Buddha's teachings, despite their apparent simplicity, are easy to misconstrue and misunderstand. (I do it all the time!) Another aspect of this film that I enjoyed was its continual message that Buddha didn't expect us to eliminate all desires -- after all, some desires, like the desire to practice, are essential. Rather, it was thoughtless, mindless craving that Buddha sought to calm.

The movie included interviews with many prominent Buddhists including the Dalai Lama and poet W.S. Merwin. I particularly enjoyed a reminder from poet Jane Hirshfield, a Zen Buddhist, that Buddhist practice is not supposed to make us into perfect still-minded entities:

"It's alright to feel what human beings feel, and we are not supposed to turn into rocks or trees when we practice Buddhism. Buddhas laugh, cry, dance, feel ecstasy, probably even feel despair. It is how we know the world, it is how we live inside of our hearts, and not disassociate it from them."

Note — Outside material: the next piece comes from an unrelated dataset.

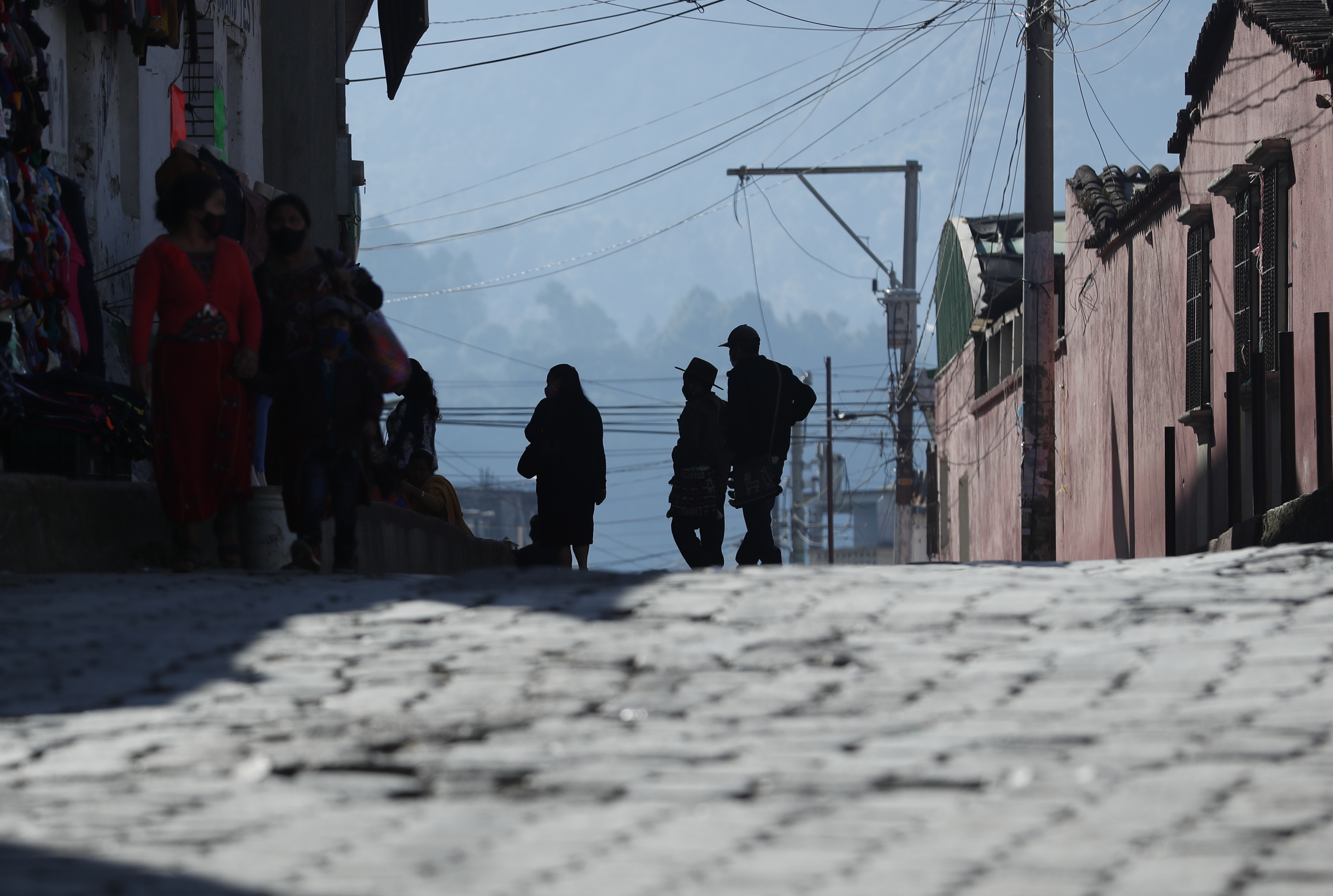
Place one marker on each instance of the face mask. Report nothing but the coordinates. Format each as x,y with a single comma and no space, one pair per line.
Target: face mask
286,241
332,337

Speaking of which, I sat this morning for the first time in several months. Now that I have my meditation cushions, I put them to use -- and I feel better and more connected already.

(Photo: A Buddha on Commercial Street, Provincetown.)


  1. Steve, I think those are noble goals whether or not we think of ourselves as Buddhist practitioners.

  2. I'm going to have to catch the film next time it comes around on PBS. Everyone has been raving about it.

    The ordinariness of the Buddha sets the tone for the whole tradition. Buddhist theology is not based on power or being "right" or all the other crap many religions get caught in.

    So glad to hear that you had a sit! Bravo.

  3. Isn't it interesting how different religious traditions treat an ordinary man -- in one case turning him into a God-equivalent and in the other recognizing him as just an ordinary man with some good advice?

    Did the dogs sit with you? Dogs have the capacity to be still for a long time.